В 1843 г. родился великий микробиолог Роберт Кох

Once a young man entered Robert Koch’s laboratory and found him in front of a cooking pot. “Guess what is here,” suggested the famous microbiologist. “A cholera germ?” “No.” “A tubercule bacillus?” “No. Sausage rolls, young man, sausage rolls!” It is easy to understand the young man: there are things strongly associated with their discoverers or inventors: the binomial theorem is always Newton’s, and the phonograph, Edison’s. And, when we say “bacillus”, everyone will understand that we are taking about Koch’s bacillus. Koch’s wife gave him a microscope for his 28th birthday. For many years, he had been looking for a bacillus that caused tuberculosis, the plague of the 19th century.

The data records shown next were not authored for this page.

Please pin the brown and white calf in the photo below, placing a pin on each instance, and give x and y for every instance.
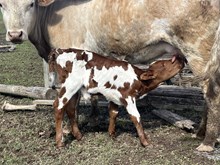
(120, 82)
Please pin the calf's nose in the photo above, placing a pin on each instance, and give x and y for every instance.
(15, 36)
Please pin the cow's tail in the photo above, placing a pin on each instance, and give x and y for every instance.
(212, 70)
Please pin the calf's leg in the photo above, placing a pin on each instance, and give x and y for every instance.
(94, 116)
(71, 110)
(59, 113)
(113, 112)
(135, 118)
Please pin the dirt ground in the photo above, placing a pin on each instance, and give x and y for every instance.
(28, 137)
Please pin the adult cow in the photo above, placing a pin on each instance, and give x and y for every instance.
(135, 30)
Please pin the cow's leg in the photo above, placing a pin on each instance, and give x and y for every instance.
(59, 113)
(212, 127)
(135, 118)
(113, 112)
(211, 89)
(71, 110)
(202, 128)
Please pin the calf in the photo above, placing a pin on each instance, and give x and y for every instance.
(120, 82)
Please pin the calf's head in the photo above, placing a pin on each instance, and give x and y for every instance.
(19, 17)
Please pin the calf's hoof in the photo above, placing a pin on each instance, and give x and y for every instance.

And he found it: he colored a tuberculosis patient’s sputum with special colorants and studied it under the microscope. In 1882, Koch announced that he had found the bacillus that caused tuberculosis. A year later, he discovered the cholera germ and won a Nobel Prize in 1905, for saving the humanity from tuberculosis. The great scientist was famous worldwide, but it did not impede him to cure ordinary people. When Wilhelm II of Germany insisted that he had to be treated differently from poor people, Koch answered: “That is impossible. They say that I treat my patients like royalty.” However, most of all, Koch has to be venerated by beer lovers: he considered it a remedy, at least, against cholera. The germs die in it in a few hours and the disease stops developing.